Nel nostro paese i dati forniti dagli operatori del settore del gioco online, confermano un trend che premia i cosiddetti casinò virtuali. Grazie a una spesa che supera i 40 milioni di euro a gennaio-febbraio 2016 si registra un aumento superiore al 35% rispetto ai dati 2015. Si tratta di dati che sono coerenti con le campagne mediatiche che i principali siti di gioco digitale conducono da diversi mesi, ormai. Gli italiani sopratutto delle fasce di età inferiori ai 45 anni dedicano una parte del loro tempo libero ad attività di gioco che includono casinò online, scommesse sportive, e tutto quello che interessa il gioco digitale, mentre le lotterie istantanee e i gratta sono i giochi preferiti per la popolazione over 55.

Si tratta di un settore che potenzialmente si giova della crisi, visto che non risponde a regole economiche e finanziarie standard. Così, mentre in un primo momento, parliamo del trend di 8-9 anni fa, c’era stata una certa diffidenza e riluttanza verso il gioco d’azzardo online, oggi grazie anche a strumenti come Paypal o carte prepagate di ogni sorta, come la postepay, rendono più semplice avere un conto online, tutto diviene veloce, semplice e automatico. Del resto gli store di Google Apple e Amazon, hanno contribuito a rendere più normale fare transazioni monetaria attraverso internet. Il problema principale riguardava infatti la sicurezza e la trasparenza. Ed ecco che qui entrava in gioco l’ente AAMS a controllo e verifica che i casinò online operassero in trasparenza e in correttezza. In questi ultimi anni il Gioco in Italia è diventato sempre più mobile.

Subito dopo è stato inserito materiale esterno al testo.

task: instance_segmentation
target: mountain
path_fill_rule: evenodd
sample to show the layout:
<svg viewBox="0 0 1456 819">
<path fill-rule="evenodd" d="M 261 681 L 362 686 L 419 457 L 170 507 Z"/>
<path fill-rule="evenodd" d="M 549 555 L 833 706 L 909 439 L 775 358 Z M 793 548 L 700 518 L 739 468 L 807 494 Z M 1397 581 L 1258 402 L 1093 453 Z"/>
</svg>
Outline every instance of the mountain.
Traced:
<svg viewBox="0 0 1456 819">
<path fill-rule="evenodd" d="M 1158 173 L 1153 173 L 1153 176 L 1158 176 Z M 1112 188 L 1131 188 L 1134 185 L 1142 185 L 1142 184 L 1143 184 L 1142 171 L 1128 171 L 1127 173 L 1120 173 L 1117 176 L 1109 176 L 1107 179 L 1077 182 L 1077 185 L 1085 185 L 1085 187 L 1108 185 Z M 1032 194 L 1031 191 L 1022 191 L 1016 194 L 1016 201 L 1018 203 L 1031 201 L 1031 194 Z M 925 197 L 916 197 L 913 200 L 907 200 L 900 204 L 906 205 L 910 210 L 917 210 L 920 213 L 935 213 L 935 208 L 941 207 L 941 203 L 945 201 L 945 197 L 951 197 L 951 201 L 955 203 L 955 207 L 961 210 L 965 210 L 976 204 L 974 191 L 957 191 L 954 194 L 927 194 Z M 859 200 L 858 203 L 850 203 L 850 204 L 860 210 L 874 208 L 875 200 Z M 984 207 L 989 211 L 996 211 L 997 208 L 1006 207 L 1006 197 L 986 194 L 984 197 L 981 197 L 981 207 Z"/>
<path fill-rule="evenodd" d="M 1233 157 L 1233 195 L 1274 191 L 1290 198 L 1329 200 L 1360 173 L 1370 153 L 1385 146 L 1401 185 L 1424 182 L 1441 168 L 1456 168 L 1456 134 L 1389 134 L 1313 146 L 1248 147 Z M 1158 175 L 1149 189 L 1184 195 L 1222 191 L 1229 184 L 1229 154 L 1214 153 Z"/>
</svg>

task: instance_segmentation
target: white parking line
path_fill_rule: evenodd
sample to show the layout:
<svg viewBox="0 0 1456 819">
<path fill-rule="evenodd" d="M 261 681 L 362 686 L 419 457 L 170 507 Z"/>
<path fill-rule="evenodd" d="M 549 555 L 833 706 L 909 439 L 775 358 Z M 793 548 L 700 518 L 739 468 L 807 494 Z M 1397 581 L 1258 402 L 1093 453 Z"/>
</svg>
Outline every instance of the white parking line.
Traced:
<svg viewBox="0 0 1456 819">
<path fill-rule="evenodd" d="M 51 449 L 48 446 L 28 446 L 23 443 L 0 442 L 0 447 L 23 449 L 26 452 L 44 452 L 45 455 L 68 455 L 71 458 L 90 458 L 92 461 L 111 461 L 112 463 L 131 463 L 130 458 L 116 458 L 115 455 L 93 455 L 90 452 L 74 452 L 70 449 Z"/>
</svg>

Andiamo ad approfondire qualche dato: i canali mobile: smartphone e tablet hanno consolidato il loro ruolo già durante il 2014, generando assieme circa il 14% della spesa complessiva. Il gioco sui nuovi device – praticato soprattutto con le scommesse sportive, e nei giochi da Casinò Games – si addice a intercettare il consumatore nei momenti morti o durante lo svolgersi di una manifestazione sportiva e si sta rivelando, per quegli operatori che ne hanno fatto un utilizzo strategico, un canale dalle ottime performance. Sono diffuse anche le scommesse sui giochi di abilità (35%), e le lotterie tradizionali (25%). Il 15% ha dichiarato di utilizzare internet per i giochi online, mentre il 12% frequenta i locali dove ci sono le slot machine. E’ anche emerso che circa il 70% pratica due o più attività di gioco d’azzardo per provare le slot online di William Hill e trovare un’ampia scelta di giochi che vanno dal blackjack alle slot, passando per le roulette. Il 2016 in termini statistici, per gli italiani ci sta anche dimostrando che forse il momento del poker e della sua variante del texas hold’em sta tramontando, come fenomeno di costume, nel nostro Paese. Almeno stando ai dati che vedono questo tipo di gioco in netto calo rispetto agli anni passati.